Yahoo! (now Oath) has had a history of open sourcing some huge infrastructure components in the past. Examples of this are Hadoop and Storm which have each spawned entire industries. Oath has now open sourced Vespa the platform it uses to serve requests for popular sites like Yahoo Sports and Yahoo Finance. The importance of this cannot be underestimated.
Brief Overview of Vespa
The underpinnings of the system are made for high-uptime operations. There is an admin/ config cluster that controls the other Vespa clusters. There is a stateless Java container cluster that processes incoming requests. In order to feed responses back to the user, Vespa also has a content management and query cluster in the back-end. Think of this as when you go to Flickr and need to do a keyword search. Vespa can take that request, process data across billions of pieces of content, then serve search results along with recommendations in tens of milliseconds.

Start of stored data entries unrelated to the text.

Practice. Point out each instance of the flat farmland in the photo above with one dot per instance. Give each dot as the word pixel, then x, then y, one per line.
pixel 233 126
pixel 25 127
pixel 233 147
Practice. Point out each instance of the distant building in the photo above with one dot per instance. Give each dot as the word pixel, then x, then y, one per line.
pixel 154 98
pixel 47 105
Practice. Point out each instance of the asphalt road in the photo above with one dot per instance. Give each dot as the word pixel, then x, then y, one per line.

This is an extremely powerful application and something very few organizations have the internal teams to be able to develop and maintain. Oath says Vespa, for example, helps serve over 3 billion native ad requests per day and has reached peaks of over 140,000 requests per second.
Here is the architectural diagram for Vespa:
The key here is that the system is able to take requests as input and then distribute the processing and response quickly and efficiently. The Vespa response framework can utilize hand-built or deep learning based algorithms to craft ranking based responses.
Getting Started with Vespa
We checked out the Vespa documentation and it was surprisingly complete even with a docker enabled quick-start. One can start using text or JSON data on a HDFS Hadoop cluster, for example, to load content and start performing searches. While this is not going to replace Elastic Search overnight, there are likely some uses of ES where Vespa is a much better fit for.